I brought up Diogenes and that other guy sort of as a joke. You see, cynicism—not the dyspeptic mood but the philosophy—derives from the word “cynic” or “dog-like.” It’s a longer story than we have room for here, but it started as an insult and became a badge of honor. The cynics embraced the idea that they were dog-like by pointing out that dogs have a lot of stuff figured out. They’re loyal to friends and family and don’t give a whit about fashion.
There were a lot of drawbacks to cynicism as a philosophy (I can do without the public defecation and fornication) but it had a lot going for it too, starting with the emphasis it placed on pursuing eudaimonia—or a fundamentally meaningful and good life.
Figuring out on your own terms what is worthwhile and good is neither hyper-individualistic nor selfish. It’s the beginning of wisdom and meaningful happiness. Because while there is no single answer to such questions for everybody, all the answers involve being part of some larger enterprise and giving some part of yourself over to it, whether it’s your family, your friends, your faith, your business or some combination of all of the above. And if that means that every now and then you just want to run around with a stick in your mouth, that’s okay too.
Various & Sundry
I don’t want to be morose. But I think one of the reasons I’ve been in this contemplative frame of mind this week (see Wednesday’s G-File, now available to the masses) is that this week marks the 11th anniversary of my brother Josh’s passing. I don’t talk about him as much as I do about my late father, in part because while I miss them both, Josh’s life ended far too soon and far too unhappily and it still pains me to bring him up. I still feel those pangs about my dad, but he lived a full life, and it’s easier for the gratitude to eclipse the melancholy.

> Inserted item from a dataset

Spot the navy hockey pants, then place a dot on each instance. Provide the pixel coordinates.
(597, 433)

This is probably not the best place to mark Josh’s passing, but it’s what’s available. I think it’s hugely important to keep the memory of those we loved alive, and that is done by talking—or writing—about them. I used to talk about him a lot when I would see his wife, Chantal, but we just marked the one-year anniversary of her passing. So at least for my own sake, I just want to say how grateful I am to have had them both in my life for as long as I did.

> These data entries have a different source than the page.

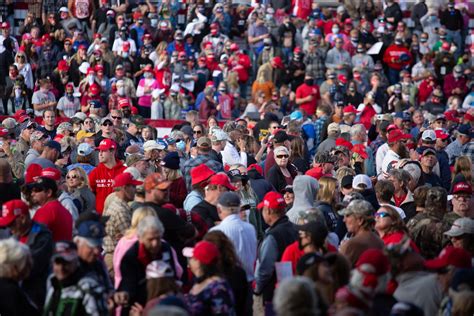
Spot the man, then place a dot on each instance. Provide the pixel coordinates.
(149, 247)
(37, 237)
(88, 239)
(69, 289)
(101, 178)
(462, 195)
(464, 135)
(397, 151)
(218, 184)
(177, 231)
(280, 234)
(307, 96)
(51, 213)
(426, 228)
(428, 161)
(119, 215)
(230, 154)
(43, 99)
(359, 220)
(203, 147)
(51, 152)
(241, 234)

Canine update: So the girls were very happy to see me when I came back from Florida yesterday. Alas, there was no welcoming committee video, because I came home when they were out. I was taking a nap when the Fair Jessica opened the bedroom door to let them in to say hi. They jumped on the bed like it was Christmas morning and licked my face in true cynical fashion. They’re digging the warm weather today and they don’t understand why I need to write this “news”letter. Pippa, by the way, doesn’t understand this distinction between needs and desires, which is why I ordered more tennis balls for her. It’s very sweet how many people have come to rely on my morning dog tweets and I do feel guilty when I can’t provide fresh content. Fortunately, the Fair Jessica is usually happy to help feed the beast(s)—literally and figuratively.